More than half of employers considering pay cuts for remote workers
According to a new survey conducted by HR software provider CIPHR, more than two-thirds (68%) of British businesses are considering pay cuts for employees who choose to work from home, despite the fact that many (53%) say they have actually saved money by having more remote workers.
CIPHR surveyed 150 business owners, CEOs, and senior managers to learn more about employers’ attitudes toward employees who work from home. Because of the pandemic, all survey respondents work for companies that pay location allowances and have some employees working from home.
The vast majority – a whopping 97 percent – say their employees will be permitted to work from home at least some of the time. However, there may be a cost to this. While two-thirds (68%) of employers have given all or most of their employees the option to work remotely (29 percent and 39 percent, respectively), the same number (68%) is considering permanently reducing the pay of employees who wish to work from home.
People who want to be fully remote are more likely to face a pay cut than their hybrid coworkers, with two-fifths of employers targeting them for reductions (39 percent compared to 29 percent).
Smaller organizations (those with 26 to 50 employees) are among the most likely (39 percent ) to allow all of their employees to work remotely, compared to only a quarter (23 percent ) of their larger counterparts with over 250 employees.
It gets even worse for employees when it comes to location allowances (such as London weighting and other geographical premiums). According to the findings, 86 percent of employers have already suspended, reduced, or eliminated these payments due to home working during the pandemic. The majority (49%) have only temporarily reduced them, and a quarter (23%) have only temporarily stopped them. However, 14% have made the changes permanent.
For the 14 percent of organizations that have not yet adjusted their location allowances, 29 percent are reportedly considering doing so.
According to the findings of a separate CIPHR survey, nearly three-quarters (72%) of people prefer to work remotely in some capacity. Although many organizations have embraced this new way of working, there is disagreement about how it will affect people and their careers in the long run.
When asked if they agreed that ‘working from home can have a negative impact on career advancement,’ more than half (57%) of surveyed employers (and 60% of those in large organizations) said yes. On the other hand, 61 percent of smaller businesses believed the opposite.
When it comes to the impact on younger employees at the start of their careers, the results are more clear-cut and in line with recent headlines on the subject. Three-quarters (77%) of employers agree that ‘working in an office / workplace rather than from home is more beneficial for younger employees.’ This figure is broadly representative of most industries, though it was higher (over 90%) for certain employer groups, such as those in government and public administration, legal services, software, and construction.
Smaller businesses defied the trend once more, with only 61 percent of smaller employers agreeing that being office or workplace-based was preferable to working from home for younger workers.

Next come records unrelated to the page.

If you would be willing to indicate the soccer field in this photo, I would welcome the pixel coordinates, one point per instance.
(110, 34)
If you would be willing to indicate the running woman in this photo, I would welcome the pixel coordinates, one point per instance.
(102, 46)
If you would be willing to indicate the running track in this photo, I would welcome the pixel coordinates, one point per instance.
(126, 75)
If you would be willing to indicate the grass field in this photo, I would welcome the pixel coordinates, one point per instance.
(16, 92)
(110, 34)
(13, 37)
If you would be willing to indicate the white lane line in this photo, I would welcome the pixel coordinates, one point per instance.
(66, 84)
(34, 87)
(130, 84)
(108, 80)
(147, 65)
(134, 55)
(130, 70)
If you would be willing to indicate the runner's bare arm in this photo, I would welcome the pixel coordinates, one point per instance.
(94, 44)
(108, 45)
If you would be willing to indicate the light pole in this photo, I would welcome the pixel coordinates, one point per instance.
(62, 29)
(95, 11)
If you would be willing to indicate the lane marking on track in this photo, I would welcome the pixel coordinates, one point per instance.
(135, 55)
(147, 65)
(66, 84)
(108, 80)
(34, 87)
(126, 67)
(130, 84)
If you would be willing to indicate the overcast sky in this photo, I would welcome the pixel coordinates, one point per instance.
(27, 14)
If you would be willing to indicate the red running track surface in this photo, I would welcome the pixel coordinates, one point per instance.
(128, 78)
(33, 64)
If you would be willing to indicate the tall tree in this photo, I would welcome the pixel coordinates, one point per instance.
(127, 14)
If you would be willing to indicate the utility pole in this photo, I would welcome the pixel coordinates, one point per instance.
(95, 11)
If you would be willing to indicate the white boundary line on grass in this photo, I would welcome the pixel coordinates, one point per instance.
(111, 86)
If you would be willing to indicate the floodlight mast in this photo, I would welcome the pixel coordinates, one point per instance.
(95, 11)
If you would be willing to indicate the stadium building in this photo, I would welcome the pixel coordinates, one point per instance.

Claire Williams, director of people and services at CIPHR, comments on the findings, saying, “Employers need to tread very carefully if they are going to look to remove location allowances or cut wages based on location as a result of the shift to more home working.” Not only because of legal and ethical implications, but also because of the long-term impact on employee loyalty and the risk of increased turnover.
“If employers have very clear policies and contractual arrangements in relation to location allowances, then this will be easier to navigate. But that won’t necessarily make it more palatable for the employee who is receiving the news that their earnings are going to reduce through no fault of their own.
“That said, the impact of the pandemic on the economy and organisations across the globe means that some difficult and very commercially focussed decisions will have to be made to ensure long-term survival and success. Good communication is key, especially when explaining why certain decisions have been made to the detriment of the workforce.
“With survival in mind, it is to be expected that organisations will look to capitalise on the success of home working and release properties to make significant annual savings. However, this will also have consequences that should be considered.
“Whilst many people have relished working from home, the results from recent CIPHR surveys, and other similar research, indicates that younger employees prefer an office or workplace environment. It can also hinder the pace of personal and career development – both potential drivers for increased turnover and barriers in attracting top talent. If the savings are just too significant to ignore, then organisations could consider alternatives to a permanent office, such as shared workspaces that can be hired on an ‘on demand’ basis or ‘office hoteling’ being the more common phrase.”
The results of CIPHR’s ‘Working from home – employer survey’ (conducted on August 11 and 12, 2021) are now available at www.ciphr.com/working-from-home-employer-survey-results. Over half of the organizations surveyed (51%) have 250+ employees, a third (37%) have 51 to 249 employees, and one in ten (12%) have 26 to 50 employees.